How to do text summarization python in nlp

NlpHow-ToBeginner · 3 min read

Text Summarization in Python for NLP: Simple Guide

You can do text summarization in Python using transformers library from Hugging Face, which provides pre-trained models like bart-large-cnn for summarizing text. Simply load the model and tokenizer, then pass your text to generate a concise summary.

📐

Syntax

To summarize text using Hugging Face Transformers, you need to:

Import pipeline from transformers.
Create a summarization pipeline with a pre-trained model like bart-large-cnn.
Call the pipeline with your input text to get the summary.

python

from transformers import pipeline

summarizer = pipeline('summarization', model='facebook/bart-large-cnn')
summary = summarizer(text, max_length=130, min_length=30, do_sample=False)
print(summary[0]['summary_text'])

💻

Example

This example shows how to summarize a long paragraph using the bart-large-cnn model. It loads the model, summarizes the text, and prints the result.

python

from transformers import pipeline

text = ("Machine learning is a method of data analysis that automates analytical model building. "
        "It is a branch of artificial intelligence based on the idea that systems can learn from data, "
        "identify patterns and make decisions with minimal human intervention.")
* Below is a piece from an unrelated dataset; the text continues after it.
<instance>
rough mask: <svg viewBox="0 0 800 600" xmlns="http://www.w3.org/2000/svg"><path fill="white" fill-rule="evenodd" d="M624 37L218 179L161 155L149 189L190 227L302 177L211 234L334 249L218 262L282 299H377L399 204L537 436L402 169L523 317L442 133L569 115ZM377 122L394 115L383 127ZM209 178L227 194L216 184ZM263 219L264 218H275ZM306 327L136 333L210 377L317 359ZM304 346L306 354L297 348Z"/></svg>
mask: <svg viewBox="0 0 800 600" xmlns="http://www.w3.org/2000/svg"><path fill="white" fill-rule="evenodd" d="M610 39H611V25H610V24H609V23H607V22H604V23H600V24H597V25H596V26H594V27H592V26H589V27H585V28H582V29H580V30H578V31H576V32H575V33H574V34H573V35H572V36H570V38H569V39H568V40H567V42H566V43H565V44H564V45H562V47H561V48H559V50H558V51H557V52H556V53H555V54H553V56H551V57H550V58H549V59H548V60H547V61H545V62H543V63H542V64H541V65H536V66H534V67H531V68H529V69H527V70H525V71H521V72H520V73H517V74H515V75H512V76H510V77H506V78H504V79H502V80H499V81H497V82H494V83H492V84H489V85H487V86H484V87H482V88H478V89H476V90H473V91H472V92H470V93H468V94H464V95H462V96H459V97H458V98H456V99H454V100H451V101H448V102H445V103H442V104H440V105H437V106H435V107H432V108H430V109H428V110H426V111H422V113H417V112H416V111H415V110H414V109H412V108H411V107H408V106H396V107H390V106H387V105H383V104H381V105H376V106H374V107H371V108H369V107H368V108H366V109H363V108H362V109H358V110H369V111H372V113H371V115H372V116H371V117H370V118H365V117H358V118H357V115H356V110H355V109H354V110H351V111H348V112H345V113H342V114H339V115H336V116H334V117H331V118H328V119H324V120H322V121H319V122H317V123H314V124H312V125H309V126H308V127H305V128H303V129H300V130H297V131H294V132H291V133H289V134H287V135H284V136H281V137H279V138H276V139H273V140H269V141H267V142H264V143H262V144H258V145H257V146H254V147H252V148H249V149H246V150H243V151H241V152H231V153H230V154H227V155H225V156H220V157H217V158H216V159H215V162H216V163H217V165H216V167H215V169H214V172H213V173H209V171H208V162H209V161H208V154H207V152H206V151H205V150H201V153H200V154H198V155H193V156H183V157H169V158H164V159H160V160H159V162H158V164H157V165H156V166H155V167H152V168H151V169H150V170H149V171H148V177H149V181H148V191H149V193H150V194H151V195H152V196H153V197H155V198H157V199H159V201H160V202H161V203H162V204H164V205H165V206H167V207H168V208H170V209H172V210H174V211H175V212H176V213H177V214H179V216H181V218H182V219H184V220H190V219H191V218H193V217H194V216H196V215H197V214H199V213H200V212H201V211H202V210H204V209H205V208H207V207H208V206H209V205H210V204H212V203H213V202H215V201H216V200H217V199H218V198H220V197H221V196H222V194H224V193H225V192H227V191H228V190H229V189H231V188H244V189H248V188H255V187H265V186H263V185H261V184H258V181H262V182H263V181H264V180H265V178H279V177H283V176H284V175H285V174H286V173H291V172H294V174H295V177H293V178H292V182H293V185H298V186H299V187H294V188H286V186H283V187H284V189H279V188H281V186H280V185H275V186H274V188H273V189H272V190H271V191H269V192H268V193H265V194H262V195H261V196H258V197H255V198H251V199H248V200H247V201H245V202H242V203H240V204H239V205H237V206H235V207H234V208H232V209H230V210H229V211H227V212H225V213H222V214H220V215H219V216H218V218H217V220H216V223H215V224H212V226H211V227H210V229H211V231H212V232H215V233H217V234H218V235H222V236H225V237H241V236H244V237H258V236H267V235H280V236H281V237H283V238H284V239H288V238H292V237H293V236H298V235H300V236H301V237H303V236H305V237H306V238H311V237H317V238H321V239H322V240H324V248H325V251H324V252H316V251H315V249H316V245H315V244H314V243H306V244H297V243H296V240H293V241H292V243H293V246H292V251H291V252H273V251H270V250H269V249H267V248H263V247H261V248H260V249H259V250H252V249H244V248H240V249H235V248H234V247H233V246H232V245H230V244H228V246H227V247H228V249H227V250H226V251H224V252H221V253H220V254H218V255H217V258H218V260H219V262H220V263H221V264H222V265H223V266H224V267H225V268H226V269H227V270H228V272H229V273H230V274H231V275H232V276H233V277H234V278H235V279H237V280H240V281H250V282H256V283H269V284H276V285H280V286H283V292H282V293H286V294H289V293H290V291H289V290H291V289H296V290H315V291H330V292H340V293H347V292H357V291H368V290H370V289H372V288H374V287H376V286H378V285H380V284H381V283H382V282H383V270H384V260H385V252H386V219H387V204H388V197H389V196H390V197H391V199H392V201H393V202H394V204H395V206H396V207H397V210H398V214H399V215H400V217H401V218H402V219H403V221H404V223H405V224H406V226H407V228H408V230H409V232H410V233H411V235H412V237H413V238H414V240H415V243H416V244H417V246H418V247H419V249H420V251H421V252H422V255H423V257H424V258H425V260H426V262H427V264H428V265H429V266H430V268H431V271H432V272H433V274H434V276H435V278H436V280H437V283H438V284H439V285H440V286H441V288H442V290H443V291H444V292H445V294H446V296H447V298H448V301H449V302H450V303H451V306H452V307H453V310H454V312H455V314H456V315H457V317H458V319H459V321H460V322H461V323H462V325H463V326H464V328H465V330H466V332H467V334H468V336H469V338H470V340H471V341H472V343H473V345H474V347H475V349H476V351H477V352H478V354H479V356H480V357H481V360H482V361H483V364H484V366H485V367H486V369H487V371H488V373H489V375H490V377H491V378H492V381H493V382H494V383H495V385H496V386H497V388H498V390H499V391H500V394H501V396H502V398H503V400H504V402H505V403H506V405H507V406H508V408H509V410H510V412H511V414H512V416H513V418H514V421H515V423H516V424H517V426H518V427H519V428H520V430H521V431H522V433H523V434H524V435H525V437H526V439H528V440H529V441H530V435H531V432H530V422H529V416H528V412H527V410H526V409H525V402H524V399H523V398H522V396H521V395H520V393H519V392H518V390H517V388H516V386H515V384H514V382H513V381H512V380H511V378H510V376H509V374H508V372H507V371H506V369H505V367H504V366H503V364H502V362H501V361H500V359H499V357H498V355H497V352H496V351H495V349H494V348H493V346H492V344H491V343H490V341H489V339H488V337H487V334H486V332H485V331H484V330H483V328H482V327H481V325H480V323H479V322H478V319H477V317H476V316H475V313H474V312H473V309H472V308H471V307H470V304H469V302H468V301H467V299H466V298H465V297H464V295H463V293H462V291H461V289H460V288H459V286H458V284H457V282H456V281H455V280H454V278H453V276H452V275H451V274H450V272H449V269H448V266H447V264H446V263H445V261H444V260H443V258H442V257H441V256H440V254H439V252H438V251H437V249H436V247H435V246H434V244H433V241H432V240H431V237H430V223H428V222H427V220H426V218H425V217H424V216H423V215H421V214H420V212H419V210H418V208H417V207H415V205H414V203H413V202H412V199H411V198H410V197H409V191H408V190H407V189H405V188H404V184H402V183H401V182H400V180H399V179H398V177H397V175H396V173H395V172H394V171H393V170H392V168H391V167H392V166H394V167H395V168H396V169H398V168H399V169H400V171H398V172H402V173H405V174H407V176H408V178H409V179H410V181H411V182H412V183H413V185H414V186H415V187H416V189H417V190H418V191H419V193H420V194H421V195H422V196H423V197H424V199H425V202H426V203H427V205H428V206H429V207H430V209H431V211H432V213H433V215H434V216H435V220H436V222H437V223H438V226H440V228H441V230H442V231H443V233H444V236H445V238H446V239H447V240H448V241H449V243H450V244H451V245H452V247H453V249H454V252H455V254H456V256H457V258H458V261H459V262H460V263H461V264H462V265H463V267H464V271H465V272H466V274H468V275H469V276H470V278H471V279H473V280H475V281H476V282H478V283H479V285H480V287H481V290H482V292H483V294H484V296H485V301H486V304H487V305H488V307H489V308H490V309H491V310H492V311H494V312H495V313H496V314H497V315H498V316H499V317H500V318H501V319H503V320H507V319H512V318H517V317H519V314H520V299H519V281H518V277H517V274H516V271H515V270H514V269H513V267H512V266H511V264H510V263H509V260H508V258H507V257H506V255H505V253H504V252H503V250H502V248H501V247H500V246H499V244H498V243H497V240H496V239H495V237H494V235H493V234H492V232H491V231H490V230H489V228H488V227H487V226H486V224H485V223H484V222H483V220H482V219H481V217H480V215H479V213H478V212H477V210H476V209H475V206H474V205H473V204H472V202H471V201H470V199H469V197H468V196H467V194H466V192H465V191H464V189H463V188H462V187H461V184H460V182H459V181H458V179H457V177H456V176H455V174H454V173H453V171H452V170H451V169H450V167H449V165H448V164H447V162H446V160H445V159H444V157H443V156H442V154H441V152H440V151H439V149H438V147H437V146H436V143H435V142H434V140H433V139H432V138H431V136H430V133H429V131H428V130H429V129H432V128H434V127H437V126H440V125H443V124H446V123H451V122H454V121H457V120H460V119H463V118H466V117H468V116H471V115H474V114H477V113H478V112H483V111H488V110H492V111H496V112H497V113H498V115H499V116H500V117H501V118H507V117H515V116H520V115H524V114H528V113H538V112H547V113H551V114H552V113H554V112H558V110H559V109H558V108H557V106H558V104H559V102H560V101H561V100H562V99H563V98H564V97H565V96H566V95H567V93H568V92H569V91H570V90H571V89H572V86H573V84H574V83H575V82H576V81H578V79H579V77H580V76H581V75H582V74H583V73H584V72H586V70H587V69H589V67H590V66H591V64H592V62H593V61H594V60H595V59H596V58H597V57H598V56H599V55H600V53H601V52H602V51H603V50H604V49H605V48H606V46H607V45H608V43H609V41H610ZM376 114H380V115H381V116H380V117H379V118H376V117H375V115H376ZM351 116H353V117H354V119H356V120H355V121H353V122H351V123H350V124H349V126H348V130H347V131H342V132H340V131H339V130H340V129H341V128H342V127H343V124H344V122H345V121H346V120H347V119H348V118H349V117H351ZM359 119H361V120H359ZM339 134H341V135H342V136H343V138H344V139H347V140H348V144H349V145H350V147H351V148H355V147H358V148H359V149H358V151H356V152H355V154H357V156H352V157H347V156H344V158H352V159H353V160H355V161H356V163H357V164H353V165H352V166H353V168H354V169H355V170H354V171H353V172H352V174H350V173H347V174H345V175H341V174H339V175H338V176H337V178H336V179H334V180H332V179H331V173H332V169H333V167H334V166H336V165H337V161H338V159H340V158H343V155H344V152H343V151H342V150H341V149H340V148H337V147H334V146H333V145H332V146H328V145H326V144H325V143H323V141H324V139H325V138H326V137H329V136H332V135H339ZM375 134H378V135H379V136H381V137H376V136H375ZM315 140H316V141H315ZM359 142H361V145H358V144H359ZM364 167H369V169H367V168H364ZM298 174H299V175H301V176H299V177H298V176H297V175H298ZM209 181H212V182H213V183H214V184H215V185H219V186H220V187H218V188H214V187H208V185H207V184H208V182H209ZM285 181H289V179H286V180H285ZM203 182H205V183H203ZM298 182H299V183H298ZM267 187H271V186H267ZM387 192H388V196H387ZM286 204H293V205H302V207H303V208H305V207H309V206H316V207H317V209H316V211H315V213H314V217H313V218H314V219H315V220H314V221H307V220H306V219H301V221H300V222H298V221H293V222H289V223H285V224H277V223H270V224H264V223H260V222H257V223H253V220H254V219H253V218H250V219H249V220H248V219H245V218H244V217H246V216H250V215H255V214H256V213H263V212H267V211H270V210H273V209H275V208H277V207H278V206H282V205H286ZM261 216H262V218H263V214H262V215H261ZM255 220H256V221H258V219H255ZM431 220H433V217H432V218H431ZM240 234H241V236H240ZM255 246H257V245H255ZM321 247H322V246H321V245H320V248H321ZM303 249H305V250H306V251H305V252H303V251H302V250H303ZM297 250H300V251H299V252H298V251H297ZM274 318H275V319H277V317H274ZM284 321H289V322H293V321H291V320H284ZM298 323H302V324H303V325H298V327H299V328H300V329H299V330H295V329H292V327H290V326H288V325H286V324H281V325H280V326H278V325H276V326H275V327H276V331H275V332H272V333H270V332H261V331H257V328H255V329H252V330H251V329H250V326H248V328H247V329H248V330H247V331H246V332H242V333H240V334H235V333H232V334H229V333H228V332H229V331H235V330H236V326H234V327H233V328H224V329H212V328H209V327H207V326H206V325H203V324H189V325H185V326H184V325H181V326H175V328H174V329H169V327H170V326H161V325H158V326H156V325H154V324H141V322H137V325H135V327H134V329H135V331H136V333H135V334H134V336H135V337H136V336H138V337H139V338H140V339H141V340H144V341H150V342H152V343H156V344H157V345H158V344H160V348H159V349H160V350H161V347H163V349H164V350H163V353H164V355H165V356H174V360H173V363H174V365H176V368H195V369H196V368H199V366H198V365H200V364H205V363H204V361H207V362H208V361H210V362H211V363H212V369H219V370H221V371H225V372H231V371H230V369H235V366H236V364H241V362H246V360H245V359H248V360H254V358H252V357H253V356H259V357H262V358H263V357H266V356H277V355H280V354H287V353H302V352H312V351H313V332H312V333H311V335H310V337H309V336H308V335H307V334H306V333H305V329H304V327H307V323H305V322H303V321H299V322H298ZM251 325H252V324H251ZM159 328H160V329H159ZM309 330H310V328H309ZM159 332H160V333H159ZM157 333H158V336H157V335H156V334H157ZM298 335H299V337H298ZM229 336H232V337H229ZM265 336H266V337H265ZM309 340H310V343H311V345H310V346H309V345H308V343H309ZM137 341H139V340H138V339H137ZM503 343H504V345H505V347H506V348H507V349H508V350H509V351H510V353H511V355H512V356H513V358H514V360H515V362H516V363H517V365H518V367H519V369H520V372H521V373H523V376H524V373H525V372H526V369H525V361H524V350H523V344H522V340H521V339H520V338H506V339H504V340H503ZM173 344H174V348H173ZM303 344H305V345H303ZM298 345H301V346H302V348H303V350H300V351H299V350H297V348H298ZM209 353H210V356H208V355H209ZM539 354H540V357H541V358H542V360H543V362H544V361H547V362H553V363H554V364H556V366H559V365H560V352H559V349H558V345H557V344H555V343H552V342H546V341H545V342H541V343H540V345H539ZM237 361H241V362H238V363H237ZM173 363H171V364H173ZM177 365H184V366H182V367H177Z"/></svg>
summarizer = pipeline('summarization', model='facebook/bart-large-cnn')
summary = summarizer(text, max_length=50, min_length=25, do_sample=False)
print(summary[0]['summary_text'])

Output

Machine learning is a method of data analysis that automates analytical model building. It is a branch of artificial intelligence based on the idea that systems can learn from data.

⚠️

Common Pitfalls

Input length: Models have a maximum input length (usually 1024 tokens). Long texts must be shortened or split.
Output length: Setting max_length too low can cut off important info; too high may produce long summaries.
Model choice: Using a model not fine-tuned for summarization can give poor results.
Dependencies: Ensure transformers and torch are installed and updated.

python

from transformers import pipeline

# Wrong: no model specified, will raise error
# summarizer = pipeline('summarization')

# Right: specify a summarization model
summarizer = pipeline('summarization', model='facebook/bart-large-cnn')

📊

Quick Reference

Summary of key parameters for pipeline('summarization'):

Parameter	Description	Example
model	Pre-trained model name or path	'facebook/bart-large-cnn'
max_length	Maximum length of the summary	50
min_length	Minimum length of the summary	25
do_sample	Whether to use sampling; False for deterministic output	False
text	Input text to summarize	'Your long text here'

✅

Key Takeaways

Use Hugging Face Transformers pipeline with a summarization model like 'facebook/bart-large-cnn' for easy text summarization.

Adjust max_length and min_length to control summary size and detail.

Split very long texts to avoid model input length limits.

Always specify the model when creating the summarization pipeline to avoid errors.

Keep transformers and torch libraries updated for best performance.